Les trois quarts des juifs européens considèrent que l’antisémitisme s’est aggravé en Europe ces cinq dernières années. La France et la Hongrie sont particulièrement touchées. Appel à des mesures policières.
Les trois quarts (76 %) des juifs européens considèrent que l’antisémitisme s’est aggravé au cours des cinq dernières années selon une étude réalisée pour le compte de l’agence des droits fondamentaux de l’Union européenne (European Union Agency for Fundamental Rights, Fra) auprès de 5 847 personnes juives vivant dans les huit pays européens au sein desquels vivent 90 % des juifs de l’UE (1). Cette agence communautaire a été créée en 2007 par un règlement du Conseil en remplacement de l’Observatoire européen des phénomènes racistes et xénophobes. Elle est basée à Vienne, en Autriche.
« L’antisémitisme est un exemple inquiétant de la manière dont des préjugés peuvent perdurer à travers les siècles », souligne Morten Kjaerum, directeur de la Fra, à l’occasion de la publication de cette première étude vendredi 8 novembre à la veille des commémorations de la Nuit de cristal, le violent pogrom contre la communauté juive dans la nuit du 9 au 10 novembre 1938 dans toute l’Allemagne nazie au cours de laquelle 30 000 personnes furent arrêtées et qui se solda par le décès de plus de 2000 personnes. « Quelque chose [NDLR : l’antisémitisme] qui aurait dû disparaître et ne pas être accepté socialement a, au contraire, pris de l’ampleur », déplore une enquêtée du Royaume-Uni.

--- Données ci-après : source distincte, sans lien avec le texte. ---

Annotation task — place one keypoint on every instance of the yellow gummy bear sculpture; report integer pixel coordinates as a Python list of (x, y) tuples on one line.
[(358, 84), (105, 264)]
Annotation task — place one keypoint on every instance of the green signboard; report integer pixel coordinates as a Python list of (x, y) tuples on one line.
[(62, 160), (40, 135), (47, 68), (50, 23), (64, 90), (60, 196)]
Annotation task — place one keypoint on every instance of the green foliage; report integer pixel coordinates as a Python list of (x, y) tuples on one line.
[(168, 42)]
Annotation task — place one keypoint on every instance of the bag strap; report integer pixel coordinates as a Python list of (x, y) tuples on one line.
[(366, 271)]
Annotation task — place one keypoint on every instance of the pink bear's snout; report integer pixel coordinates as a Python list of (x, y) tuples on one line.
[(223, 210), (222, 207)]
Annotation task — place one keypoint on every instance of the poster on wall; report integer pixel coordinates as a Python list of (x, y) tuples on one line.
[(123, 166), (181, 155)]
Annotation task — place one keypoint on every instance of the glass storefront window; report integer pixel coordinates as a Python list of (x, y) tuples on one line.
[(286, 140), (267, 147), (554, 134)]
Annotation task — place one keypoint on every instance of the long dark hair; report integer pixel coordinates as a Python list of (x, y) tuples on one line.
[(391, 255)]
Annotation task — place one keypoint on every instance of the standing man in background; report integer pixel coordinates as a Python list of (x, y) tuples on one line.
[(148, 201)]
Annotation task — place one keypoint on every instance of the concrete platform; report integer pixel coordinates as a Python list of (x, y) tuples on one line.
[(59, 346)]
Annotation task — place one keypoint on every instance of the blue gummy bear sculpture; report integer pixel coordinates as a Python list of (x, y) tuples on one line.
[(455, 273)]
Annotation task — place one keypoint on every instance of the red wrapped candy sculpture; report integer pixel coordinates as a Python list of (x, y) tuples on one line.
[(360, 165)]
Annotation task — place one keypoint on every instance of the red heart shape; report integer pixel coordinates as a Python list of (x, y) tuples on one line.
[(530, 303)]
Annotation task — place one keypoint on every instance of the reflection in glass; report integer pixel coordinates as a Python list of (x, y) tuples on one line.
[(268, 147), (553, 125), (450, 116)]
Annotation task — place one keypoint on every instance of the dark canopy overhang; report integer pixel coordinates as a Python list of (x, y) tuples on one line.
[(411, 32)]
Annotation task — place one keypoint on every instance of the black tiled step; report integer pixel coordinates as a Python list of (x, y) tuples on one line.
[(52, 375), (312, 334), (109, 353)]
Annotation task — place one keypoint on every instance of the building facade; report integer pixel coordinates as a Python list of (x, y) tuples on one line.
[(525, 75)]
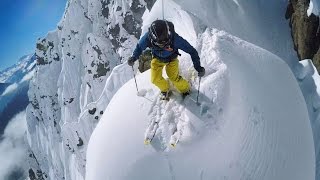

LA FRANCE EN PREMIÈRE LIGNE DE L’ANTISÉMITISME
L’antisémitisme est un problème majeur pour 66 % des sondés en moyenne. Mais c’est en Hongrie et en France que ce sentiment est de loin le plus fort (respectivement 90 % et 85 %), contre 61 % en Allemagne, 60 % en Italie et 48 % au Royaume-Uni. Parmi ces répondants, la France se caractérise de plus par des évaluations particulièrement élevées : les manifestations d’antisémitisme prennent la forme d’expressions d’hostilité envers des personnes juives dans la rue ou autres lieux publics pour 84 % des sondés (54 % en moyenne pour les huit pays), de vandalisme dans des institutions et bâtiments juifs pour 78 % des sondés (45 % en moyenne), de graffitis antisémites pour 69 % (contre 45 % en moyenne).
La Hongrie fait pire en matière d’antisémitisme dans les médias (73 % contre une moyenne de 59 %), de profanation de cimetières juifs (79 % contre 50 %) et plus encore d’antisémitisme dans la vie politique (84 % contre 44 %) alors que le parti d’extrême droite Jobbik a fait en 2010 son entrée au parlement où il dispose de 11 % des sièges. C’est encore en Hongrie que l’on entend le plus souvent l’affirmation selon laquelle « les juifs sont responsables de la crise économique actuelle » contre 9 % au Royaume-Uni. Et c’est en France que le conflit israélo-arabe a le plus fort impact sur le sentiment de sécurité en tant que juif (73 %, contre 28 % en Allemagne).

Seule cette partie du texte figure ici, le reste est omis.